# I Conservation of Angular Momentum and a Spinning Bicycle Wheel

1. Nov 7, 2017

### samirgaliz

A person standing on a stationary friction-less turntable spins a bicycle wheel with the rotation axis of the wheel in the horizontal direction, thus the initial angular momentum is in the horizontal direction (x - axis), say to the right. Now suddenly the person turns the axis of rotation of the wheel by 90 degrees upward (final angular momentum of the wheel is now directed upward along the y- axis).
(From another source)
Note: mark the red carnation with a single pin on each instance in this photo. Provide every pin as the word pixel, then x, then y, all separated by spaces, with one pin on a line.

I understand that the initial angular momentum along the y- axis is zero. Thus we expect the final angular momentum of the system along the y- axis to be zero as well. So the person + platform will spin finally in the opposite direction of the spinning wheel.

But the problem I am having is with the initial x - component of angular momentum. How do we account for a final x- component of angular momentum? If there is no final angular momentum in the x- direction, then this means that angular momentum is not conserved! contradiction! Any help would be appreciated. Thanks.

2. Nov 7, 2017

### Orodruin

Staff Emeritus
There will be external forces acting on the system and so you should not expect angular momentum to be conserved in general.

3. Nov 7, 2017

### samirgaliz

Thanks Orodruin. I did think so but I can not figure out what the external torque is in this case.

4. Nov 7, 2017

### Orodruin

Staff Emeritus
The external torque comes from the axis of the turnable. The only direction it cannot provide a torque in is the y-direction (and hence the angular momentum in the y-direction is conserved).

If instead you fixed the entire system to rotate about a single point instead of an axis, then angular momentum with respect to that point would be conserved and the entire system would start spinning in the x-direction as well.

5. Nov 7, 2017

Thank you.

6. Nov 7, 2017

### samirgaliz

Thank you Orodruin for you response. I am have difficulty visualising how this force is coming from the axis of the turntable. Any clarification would be appreciated.